Characterizing The Transcriptional Regulation And Role Of The Growth Arrest Specific P20K Lipocalin In Chicken Embryo Fibroblasts

Abstract

The p20K lipocalin was originally identified to be expressed in chicken heart mesenchymal cells entering growth arrest in response to high cell density. Preliminary studies analyzing the transcriptional activation of p20K within growth arrest revealed that it is predominantly controlled by C/EBPb, which binds to two regions within the p20K promoter (QRU). Although the transcriptional activation of p20K has been thoroughly examined, it has yet to be defined how p20K is regulated in cycling and starved states. In this study, we observe that C/EBPb and the MEK pathway are the dominant regulators of p20K expression. This regulation was mutually exclusive, as C/EBPb was found to associate with the QRU and promote p20K expression during states of growth arrest, whereas the serine/threonine kinase ERK2 bound and repressed p20K expression in cycling states. Furthermore, we show that the ER stress includible protein CHOP acts to block p20K expression in states of ER stress or starvation through the interaction with C/EBPb.
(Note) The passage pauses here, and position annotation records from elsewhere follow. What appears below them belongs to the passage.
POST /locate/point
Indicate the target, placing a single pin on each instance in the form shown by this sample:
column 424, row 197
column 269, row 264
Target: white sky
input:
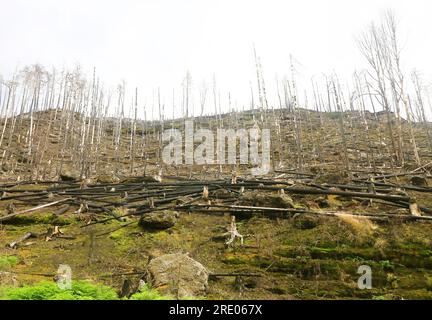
column 153, row 43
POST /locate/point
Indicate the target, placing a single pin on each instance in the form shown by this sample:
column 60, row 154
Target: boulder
column 177, row 275
column 159, row 219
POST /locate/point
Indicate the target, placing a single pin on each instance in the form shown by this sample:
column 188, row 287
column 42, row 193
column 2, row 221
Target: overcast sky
column 153, row 43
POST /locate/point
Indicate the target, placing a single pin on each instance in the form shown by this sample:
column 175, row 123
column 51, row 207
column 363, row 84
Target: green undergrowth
column 81, row 290
column 7, row 262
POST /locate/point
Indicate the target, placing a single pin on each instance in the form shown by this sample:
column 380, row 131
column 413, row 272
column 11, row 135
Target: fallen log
column 9, row 216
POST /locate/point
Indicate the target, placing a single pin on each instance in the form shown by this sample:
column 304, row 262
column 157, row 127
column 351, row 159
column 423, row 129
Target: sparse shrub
column 7, row 262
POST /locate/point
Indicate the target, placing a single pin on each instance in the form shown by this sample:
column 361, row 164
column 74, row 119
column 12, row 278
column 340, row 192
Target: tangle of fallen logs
column 138, row 198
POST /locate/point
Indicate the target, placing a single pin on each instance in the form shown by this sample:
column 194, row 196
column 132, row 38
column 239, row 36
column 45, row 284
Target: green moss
column 147, row 293
column 80, row 290
column 7, row 262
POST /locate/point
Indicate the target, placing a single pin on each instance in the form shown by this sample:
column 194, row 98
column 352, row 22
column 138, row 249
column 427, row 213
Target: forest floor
column 299, row 256
column 303, row 257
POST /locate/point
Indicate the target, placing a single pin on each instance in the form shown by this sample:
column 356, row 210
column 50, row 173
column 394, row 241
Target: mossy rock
column 305, row 222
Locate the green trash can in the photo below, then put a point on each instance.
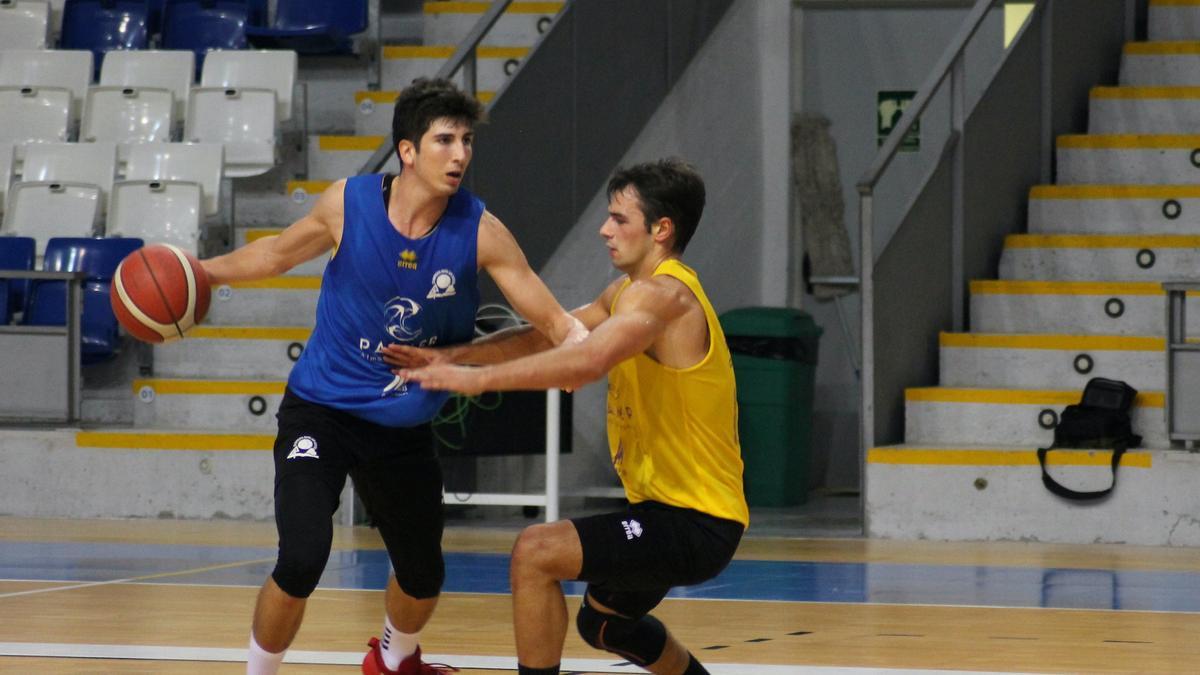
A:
(774, 362)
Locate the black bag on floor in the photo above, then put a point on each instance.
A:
(1099, 420)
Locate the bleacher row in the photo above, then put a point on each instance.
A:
(163, 193)
(43, 302)
(149, 97)
(310, 27)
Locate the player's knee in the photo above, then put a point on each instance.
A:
(421, 581)
(640, 640)
(533, 555)
(298, 574)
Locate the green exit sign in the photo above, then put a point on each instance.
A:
(889, 106)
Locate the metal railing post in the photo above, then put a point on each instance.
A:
(867, 382)
(958, 190)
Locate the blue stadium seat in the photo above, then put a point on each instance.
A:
(105, 25)
(157, 7)
(202, 25)
(99, 260)
(16, 252)
(312, 27)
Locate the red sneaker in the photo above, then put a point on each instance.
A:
(373, 664)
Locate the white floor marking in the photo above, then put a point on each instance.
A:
(148, 652)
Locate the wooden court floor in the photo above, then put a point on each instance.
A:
(911, 616)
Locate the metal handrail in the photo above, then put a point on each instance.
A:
(924, 95)
(463, 57)
(951, 65)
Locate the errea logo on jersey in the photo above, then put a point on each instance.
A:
(304, 447)
(633, 529)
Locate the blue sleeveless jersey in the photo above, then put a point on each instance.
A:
(382, 288)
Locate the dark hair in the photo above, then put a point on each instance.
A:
(669, 189)
(427, 100)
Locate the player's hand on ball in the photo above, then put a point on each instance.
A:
(407, 356)
(445, 377)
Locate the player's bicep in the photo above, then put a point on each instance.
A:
(623, 336)
(313, 233)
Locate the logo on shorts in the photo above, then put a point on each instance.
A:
(633, 529)
(304, 447)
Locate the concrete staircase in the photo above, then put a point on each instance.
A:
(191, 436)
(1078, 297)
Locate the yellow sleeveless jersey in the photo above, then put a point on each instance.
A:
(673, 432)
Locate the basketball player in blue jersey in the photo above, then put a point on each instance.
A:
(672, 434)
(407, 250)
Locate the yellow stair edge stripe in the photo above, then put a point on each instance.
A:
(445, 7)
(1128, 142)
(261, 232)
(249, 333)
(376, 96)
(1002, 287)
(1115, 192)
(167, 441)
(310, 186)
(1164, 48)
(1102, 242)
(348, 142)
(389, 96)
(1053, 341)
(1145, 93)
(298, 282)
(1014, 396)
(241, 387)
(447, 51)
(418, 51)
(955, 457)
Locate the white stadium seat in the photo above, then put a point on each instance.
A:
(198, 163)
(24, 24)
(89, 163)
(34, 114)
(157, 211)
(126, 115)
(268, 69)
(48, 67)
(169, 69)
(52, 209)
(240, 119)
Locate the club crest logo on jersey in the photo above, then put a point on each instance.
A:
(304, 447)
(401, 315)
(442, 285)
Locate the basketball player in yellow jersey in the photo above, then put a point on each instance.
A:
(672, 431)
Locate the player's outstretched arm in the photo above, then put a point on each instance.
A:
(497, 347)
(505, 262)
(300, 242)
(640, 317)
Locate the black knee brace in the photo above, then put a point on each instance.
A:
(640, 640)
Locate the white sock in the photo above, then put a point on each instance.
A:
(396, 645)
(261, 661)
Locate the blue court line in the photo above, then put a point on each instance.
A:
(748, 580)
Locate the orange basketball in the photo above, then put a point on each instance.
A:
(160, 292)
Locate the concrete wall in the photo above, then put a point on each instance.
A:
(727, 114)
(843, 54)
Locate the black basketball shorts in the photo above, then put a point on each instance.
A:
(631, 559)
(396, 475)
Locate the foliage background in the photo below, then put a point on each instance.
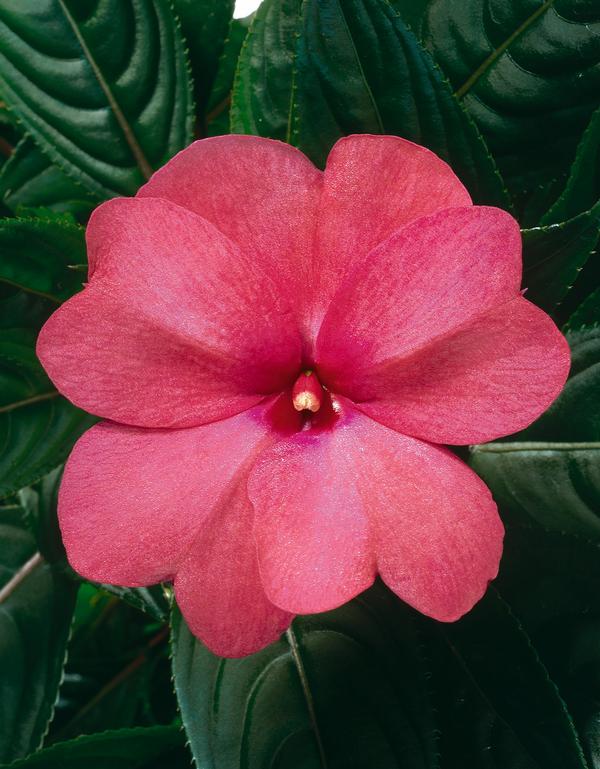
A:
(98, 93)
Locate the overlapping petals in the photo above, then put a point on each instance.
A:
(177, 326)
(237, 267)
(361, 498)
(445, 346)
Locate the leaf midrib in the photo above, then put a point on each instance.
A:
(296, 656)
(128, 133)
(497, 52)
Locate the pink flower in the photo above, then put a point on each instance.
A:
(262, 490)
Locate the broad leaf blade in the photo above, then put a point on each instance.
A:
(29, 180)
(36, 607)
(153, 747)
(319, 70)
(551, 472)
(499, 706)
(352, 693)
(102, 87)
(265, 80)
(582, 190)
(204, 24)
(38, 427)
(527, 72)
(552, 581)
(217, 119)
(554, 255)
(39, 255)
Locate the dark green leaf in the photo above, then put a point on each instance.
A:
(204, 24)
(412, 12)
(152, 600)
(582, 191)
(354, 677)
(118, 671)
(265, 80)
(36, 607)
(554, 255)
(38, 427)
(551, 472)
(552, 581)
(527, 71)
(498, 706)
(38, 254)
(588, 312)
(102, 87)
(154, 747)
(39, 504)
(355, 68)
(217, 117)
(29, 180)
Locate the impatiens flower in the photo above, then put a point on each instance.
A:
(277, 351)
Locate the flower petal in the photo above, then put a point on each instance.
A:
(374, 185)
(491, 378)
(176, 328)
(218, 586)
(432, 337)
(433, 531)
(310, 526)
(132, 500)
(263, 194)
(436, 530)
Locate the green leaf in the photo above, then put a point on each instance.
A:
(218, 112)
(554, 255)
(498, 706)
(551, 472)
(346, 688)
(354, 68)
(412, 13)
(263, 95)
(527, 71)
(36, 607)
(205, 24)
(38, 427)
(552, 581)
(102, 87)
(37, 256)
(154, 747)
(588, 312)
(582, 190)
(39, 504)
(151, 600)
(29, 180)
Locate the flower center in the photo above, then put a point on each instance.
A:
(307, 393)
Transcriptome analysis done in conjunction with these studies revealed that many hypoxia-responsive specific genes, including carbonicanhydrase IX, were expressed within states of contact inhibition. These studies were supported when nitroreductase activity, a marker of hypoxia, was detected in cells at confluence. These results suggest that cells at high density experience hypoxia, and as such, p20K may be induced in a hypoxia-specific manner. Studies analyzing the function of p20K in hypoxia revealed that the knockdown of p20K via shRNA negatively affected cell viability within low oxygen concentrations. This was shown to be associated with a significant increase in lipid per oxidation and lipid accumulation within hypoxia, and ultimately resulted in a higher incidence of apoptotic cells. In all, these studies suggest that p20K plays a critical role in lipid homeostasis and cell survival within conditions of limited oxygen concentrations.